Kat feels a bit out of her element at the new school, where she has to wear an uncomfortable uniform and deal with snarky cliques and unfamiliar sports. Having her father as a teacher is also a bit embarrassing, but she makes friends with another relatively new student, Mee-Seen, known as "Mouse."
When someone steals the microscopes from her father's lab - and leaves a blackmail note for him, demanding high grades for everyone in the class, Kat and Mouse put their heads together to discover the culprit. They are both intelligent girls, and together, they discover, they make a great team.
I loved that the friends are puzzled by the obnoxiousness of the "popular" girls but clearly have no desire to emulate them or be part of their group. They are unabashedly intelligent, and they put their brains to good use. I also liked the fact that Kat's parents are not the two-dimensional parental constructs seen in many graphic novels. They are peripheral to the story, but we still see them dealing with their own challenges and issues.
The illustrations are clearly manga-inspired, but the faces in particular seem less stylized and more realistic than most manga. The artwork does a great job of depicting the emotional elements of each scene, and the mix of humor, mystery and school politics makes for an engaging read. I'm passing this one on to my 10-year-old, who I think will enjoy it, particularly the do-it-yourself science experiment that is included at the end of the book (which Kat and Mouse use in order to solve the mystery). I think this would appeal to fans of Baby Mouse, Fashion Kitty and, of course, Agent Boo (also by de Campi).

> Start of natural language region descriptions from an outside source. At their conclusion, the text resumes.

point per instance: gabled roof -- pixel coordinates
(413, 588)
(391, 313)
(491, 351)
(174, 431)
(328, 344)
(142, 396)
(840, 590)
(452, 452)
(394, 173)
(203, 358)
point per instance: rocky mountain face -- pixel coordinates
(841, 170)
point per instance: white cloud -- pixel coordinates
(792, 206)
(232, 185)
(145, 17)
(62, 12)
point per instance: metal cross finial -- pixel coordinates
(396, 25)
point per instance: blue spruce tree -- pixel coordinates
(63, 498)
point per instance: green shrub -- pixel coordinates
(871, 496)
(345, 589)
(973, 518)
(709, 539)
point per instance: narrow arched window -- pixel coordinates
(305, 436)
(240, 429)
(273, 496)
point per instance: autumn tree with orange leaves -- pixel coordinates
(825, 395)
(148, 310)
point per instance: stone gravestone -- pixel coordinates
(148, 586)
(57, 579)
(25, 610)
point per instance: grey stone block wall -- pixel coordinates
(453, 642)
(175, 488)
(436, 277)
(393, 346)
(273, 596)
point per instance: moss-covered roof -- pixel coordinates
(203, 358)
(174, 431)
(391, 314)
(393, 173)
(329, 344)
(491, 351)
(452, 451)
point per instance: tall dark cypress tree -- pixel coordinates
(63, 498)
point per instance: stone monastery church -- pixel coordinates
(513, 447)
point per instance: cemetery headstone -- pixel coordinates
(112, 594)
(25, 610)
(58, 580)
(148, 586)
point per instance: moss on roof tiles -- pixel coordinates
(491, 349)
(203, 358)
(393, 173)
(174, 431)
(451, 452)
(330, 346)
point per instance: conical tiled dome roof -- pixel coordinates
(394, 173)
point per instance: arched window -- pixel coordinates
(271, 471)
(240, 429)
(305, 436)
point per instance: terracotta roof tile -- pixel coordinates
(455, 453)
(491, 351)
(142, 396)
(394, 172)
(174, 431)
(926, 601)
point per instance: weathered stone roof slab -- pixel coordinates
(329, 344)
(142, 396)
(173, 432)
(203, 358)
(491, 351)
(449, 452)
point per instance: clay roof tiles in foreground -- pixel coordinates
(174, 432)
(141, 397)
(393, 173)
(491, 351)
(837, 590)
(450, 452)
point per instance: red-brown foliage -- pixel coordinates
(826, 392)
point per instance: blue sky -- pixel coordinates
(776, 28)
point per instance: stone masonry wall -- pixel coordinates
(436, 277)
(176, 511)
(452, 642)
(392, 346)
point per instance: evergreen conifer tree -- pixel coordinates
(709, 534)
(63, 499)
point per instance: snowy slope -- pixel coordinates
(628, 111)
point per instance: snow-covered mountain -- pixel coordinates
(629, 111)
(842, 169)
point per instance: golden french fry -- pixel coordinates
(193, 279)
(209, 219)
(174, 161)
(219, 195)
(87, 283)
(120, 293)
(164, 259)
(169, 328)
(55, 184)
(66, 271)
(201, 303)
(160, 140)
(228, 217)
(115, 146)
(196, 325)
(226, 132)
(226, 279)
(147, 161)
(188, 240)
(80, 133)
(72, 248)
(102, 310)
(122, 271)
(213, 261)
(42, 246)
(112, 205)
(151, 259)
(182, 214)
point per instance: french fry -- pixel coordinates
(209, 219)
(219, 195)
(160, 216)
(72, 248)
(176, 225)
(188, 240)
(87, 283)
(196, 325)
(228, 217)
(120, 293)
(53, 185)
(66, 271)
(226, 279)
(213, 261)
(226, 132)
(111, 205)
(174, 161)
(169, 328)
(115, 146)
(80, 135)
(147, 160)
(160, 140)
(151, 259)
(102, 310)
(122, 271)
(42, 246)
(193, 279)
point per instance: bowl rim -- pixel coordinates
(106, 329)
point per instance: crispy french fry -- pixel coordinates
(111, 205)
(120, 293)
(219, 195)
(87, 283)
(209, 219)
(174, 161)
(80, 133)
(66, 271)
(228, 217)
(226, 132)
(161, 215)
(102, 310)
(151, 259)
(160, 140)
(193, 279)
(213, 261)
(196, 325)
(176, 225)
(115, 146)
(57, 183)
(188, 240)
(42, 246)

Books in the Kat & Mouse manga series:
1. Teacher Torture
3. The Ice Storm
Teacher Torture (#1 in the Kat & Mouse manga series) by Alex de Campi and Federica Manfredi (Tokyopop, 2006)
Also reviewed at:
A Chair, a Fireplace and a Tea Cozy: "...have a hard time now with books where that (being popular!) drives the character. I much prefer a book like this which is about having friends, having fun, but not sacrificing self."
Chicken Spaghetti: "The art is very appealing and de Campi writes her characters with a great sense of humor, making Kat and Mouse a fun read for any kid who enjoys a detective story."
The Shady Glade: "With art that is a little more realistic-looking than traditional manga, you can almost see yourself at Kat’s school."